I lingered at the gates; I lingered on the lawn; I paced backwards and forwards on the pavement: the shutters of the glass door were closed; I could not see into the interior; and both my eyes and spirit seemed drawn from the gloomy house — from the grey hollow filled with rayless cells, as it appeared to me — to that sky expanded before me, — a blue sea absolved from taint of cloud; the moon ascending it in solemn march; her orb seeming to look up as she left the hilltops, from behind which she had come, far and farther below her, and aspired to the zenith, midnight-dark in its fathomless depth and measureless distance: and for those trembling starts that followed her course; they made my heart tremble, my veins glow when I viewed them. Little things recall us to earth: the clock struck in the hall; that sufficed; I turned from the moon and stars, opened a side door, and went in. [p. 99]

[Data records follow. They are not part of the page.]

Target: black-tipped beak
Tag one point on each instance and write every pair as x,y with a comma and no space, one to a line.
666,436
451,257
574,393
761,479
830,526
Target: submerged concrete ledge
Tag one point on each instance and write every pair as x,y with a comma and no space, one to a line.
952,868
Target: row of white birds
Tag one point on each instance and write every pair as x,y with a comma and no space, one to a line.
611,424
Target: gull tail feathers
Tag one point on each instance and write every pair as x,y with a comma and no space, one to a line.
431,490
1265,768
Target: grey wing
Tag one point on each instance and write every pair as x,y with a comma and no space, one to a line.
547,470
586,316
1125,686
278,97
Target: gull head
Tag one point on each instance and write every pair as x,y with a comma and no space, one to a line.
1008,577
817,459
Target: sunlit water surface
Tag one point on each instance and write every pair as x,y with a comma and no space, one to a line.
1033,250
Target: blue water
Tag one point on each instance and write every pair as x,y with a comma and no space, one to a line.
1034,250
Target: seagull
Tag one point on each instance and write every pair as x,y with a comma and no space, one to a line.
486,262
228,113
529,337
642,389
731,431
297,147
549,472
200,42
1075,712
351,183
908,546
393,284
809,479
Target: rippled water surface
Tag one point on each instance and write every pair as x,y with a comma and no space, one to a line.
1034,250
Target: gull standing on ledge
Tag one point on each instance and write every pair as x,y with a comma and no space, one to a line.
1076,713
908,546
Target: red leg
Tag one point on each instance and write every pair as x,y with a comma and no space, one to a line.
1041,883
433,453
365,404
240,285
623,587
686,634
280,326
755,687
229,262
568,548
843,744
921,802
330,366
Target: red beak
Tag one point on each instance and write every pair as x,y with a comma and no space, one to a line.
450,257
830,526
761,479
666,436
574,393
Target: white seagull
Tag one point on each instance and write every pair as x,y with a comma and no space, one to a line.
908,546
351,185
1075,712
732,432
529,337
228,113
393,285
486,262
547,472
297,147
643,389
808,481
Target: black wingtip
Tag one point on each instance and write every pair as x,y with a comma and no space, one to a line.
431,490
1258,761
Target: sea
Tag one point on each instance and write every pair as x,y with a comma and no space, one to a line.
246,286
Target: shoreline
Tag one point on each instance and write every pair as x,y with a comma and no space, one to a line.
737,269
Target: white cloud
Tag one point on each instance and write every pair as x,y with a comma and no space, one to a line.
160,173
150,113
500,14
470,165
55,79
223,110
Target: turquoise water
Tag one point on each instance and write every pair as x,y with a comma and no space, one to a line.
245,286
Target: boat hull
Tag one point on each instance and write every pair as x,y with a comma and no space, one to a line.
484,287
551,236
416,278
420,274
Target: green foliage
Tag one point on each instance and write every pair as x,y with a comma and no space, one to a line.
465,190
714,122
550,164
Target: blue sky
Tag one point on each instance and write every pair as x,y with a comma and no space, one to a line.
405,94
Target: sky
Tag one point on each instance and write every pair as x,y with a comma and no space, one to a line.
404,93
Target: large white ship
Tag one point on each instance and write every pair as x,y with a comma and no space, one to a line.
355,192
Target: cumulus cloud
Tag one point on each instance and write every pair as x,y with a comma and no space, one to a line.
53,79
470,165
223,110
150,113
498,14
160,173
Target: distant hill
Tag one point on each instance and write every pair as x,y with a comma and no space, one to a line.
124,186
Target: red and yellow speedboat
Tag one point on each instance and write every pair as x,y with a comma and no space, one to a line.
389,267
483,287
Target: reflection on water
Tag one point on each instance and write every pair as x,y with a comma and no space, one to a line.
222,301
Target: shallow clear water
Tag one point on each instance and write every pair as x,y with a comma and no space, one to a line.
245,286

Though Jane's vision is "fathomless" and "measureless," she leaves it abruptly and without a second thought.


What draws her so powerfully back to her duty? How does Jane reconcile her grandiose vision with her mundane life? Is this tension made evident elsewhere in the novel and to what ends?

Jane seems to look on her experience at Lowood as a thoroughly positive one despite the many horrors she relates of her life there; it seems as though Lowood has allowed Jane to find the vision and sense of freedom upon which she dwells in the passage above. How? Has she been influenced by the religious teachings of the school? What role does Miss Temple play in her development?

Despite having attended a religious school Jane seems to dwell on fantasies of monsters and fairies. What does this suggest about her character? How has religion nonetheless influenced her understanding of life?

How might it be significant that Charlotte Brontë gives us this impression of Jane's vision just before she formally introduces Mr. Rochester into the novel? How does his manner both agree and clash with this aspect of Jane's impression of the world?